Right now, following withering examination this week by Democratic senators on the Judiciary Committee, Mukasey looks as confused and compromised on the issue of torture as Gonzales was.
He should have a clear directive from the president to condemn torture, to declare that waterboarding is not and will not be used in the questioning of detainees and prisoners, and in general to uphold the standards of humane interrogation.
It's apparent from his remarks that Mukasey abhors waterboarding and, as an individual, considers it out of bounds.
But it's also apparent that the White House is holding him back, requiring him to keep the military's options open. ...
Mukasey, like his predecessor, will continue to look like the micromanaged tool of the political White House until he takes a hard and unequivocal stand on torture and the treatment of prisoners. ...

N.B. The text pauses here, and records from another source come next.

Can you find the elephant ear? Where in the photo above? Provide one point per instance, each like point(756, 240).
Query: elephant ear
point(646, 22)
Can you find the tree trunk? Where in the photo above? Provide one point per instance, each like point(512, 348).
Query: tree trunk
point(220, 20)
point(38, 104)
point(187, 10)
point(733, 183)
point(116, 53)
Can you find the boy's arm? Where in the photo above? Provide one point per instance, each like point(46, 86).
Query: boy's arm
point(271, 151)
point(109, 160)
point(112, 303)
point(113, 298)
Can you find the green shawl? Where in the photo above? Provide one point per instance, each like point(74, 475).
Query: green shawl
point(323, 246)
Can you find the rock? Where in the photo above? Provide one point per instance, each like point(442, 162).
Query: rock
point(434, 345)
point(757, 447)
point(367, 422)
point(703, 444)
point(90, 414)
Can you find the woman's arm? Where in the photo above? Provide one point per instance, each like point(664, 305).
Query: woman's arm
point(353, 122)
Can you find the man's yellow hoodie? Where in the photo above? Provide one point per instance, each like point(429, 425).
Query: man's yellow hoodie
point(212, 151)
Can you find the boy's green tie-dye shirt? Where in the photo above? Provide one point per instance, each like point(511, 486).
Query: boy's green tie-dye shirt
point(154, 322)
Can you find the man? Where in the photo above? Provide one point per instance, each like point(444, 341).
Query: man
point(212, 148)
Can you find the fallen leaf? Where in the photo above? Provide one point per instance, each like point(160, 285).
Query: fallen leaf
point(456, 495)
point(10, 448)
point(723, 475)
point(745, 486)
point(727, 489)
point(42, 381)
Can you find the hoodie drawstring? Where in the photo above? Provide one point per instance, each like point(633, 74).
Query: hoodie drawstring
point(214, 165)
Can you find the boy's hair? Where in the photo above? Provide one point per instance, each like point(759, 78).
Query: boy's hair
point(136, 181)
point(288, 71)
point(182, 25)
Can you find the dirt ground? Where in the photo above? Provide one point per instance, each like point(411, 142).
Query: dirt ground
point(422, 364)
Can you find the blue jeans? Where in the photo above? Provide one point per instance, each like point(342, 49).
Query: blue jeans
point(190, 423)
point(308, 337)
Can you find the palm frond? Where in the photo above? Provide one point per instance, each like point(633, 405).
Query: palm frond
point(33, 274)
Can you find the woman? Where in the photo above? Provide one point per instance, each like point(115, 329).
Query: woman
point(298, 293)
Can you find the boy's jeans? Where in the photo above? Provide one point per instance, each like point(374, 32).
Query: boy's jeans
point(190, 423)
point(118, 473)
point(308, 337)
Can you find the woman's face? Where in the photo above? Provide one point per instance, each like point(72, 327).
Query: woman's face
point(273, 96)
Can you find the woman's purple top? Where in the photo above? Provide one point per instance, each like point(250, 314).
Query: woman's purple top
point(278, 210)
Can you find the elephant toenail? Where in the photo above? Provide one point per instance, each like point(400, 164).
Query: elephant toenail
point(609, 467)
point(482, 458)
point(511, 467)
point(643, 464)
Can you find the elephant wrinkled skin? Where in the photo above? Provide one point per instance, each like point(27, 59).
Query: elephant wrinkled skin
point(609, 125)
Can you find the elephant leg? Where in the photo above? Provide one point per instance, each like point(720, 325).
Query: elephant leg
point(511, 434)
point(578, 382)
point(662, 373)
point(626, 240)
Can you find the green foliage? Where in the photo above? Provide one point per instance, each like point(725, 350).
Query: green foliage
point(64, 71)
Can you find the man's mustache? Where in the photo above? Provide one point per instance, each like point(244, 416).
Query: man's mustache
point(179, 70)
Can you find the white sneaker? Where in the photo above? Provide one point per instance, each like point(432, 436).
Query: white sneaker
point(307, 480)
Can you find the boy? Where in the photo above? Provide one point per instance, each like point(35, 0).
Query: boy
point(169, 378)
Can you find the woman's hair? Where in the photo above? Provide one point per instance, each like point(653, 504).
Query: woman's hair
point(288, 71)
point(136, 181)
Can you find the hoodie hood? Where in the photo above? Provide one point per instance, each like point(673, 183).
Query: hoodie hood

The Denver Post,–on challenges for Bush's successor:
... It has been widely reported that the Bush administration has been negotiating a long-term pact with Iraqi Prime Minister Nouri al-Maliki that maps how the US would be involved in Iraq, including keeping its government safe from internal and external threats.
Some in Congress and academia believe this meets the textbook definition of a treaty, and if it were one, Congress would have to approve such a pact.
The Bush administration has been forceful in its opinion that the agreement it is forging with Iraq is not a treaty, and therefore does not need to go to Congress.
Whether it technically is a treaty is an important issue, but not the only one. Bush has had nearly five years in pursuing his policies in Iraq. It has been a disaster. It's time he stops creating messes that the next president, and ultimately the American people, will be responsible for cleaning up.
Beyond that injustice there also is the president's continuing abuse of presidential signing statements. President Bush has used them prolifically to say he doesn't intend to comply with certain sections of bills that he believed to be unconstitutional.
The president justifies his actions by saying Congress cannot pass laws that infringe on the powers the Constitution gives to the executive branch. The trouble is, this administration has a rather expansive interpretation of executive power. ... The last thing this country needs is for the decisions of this administration to become an even heavier millstone around the neck of the next president.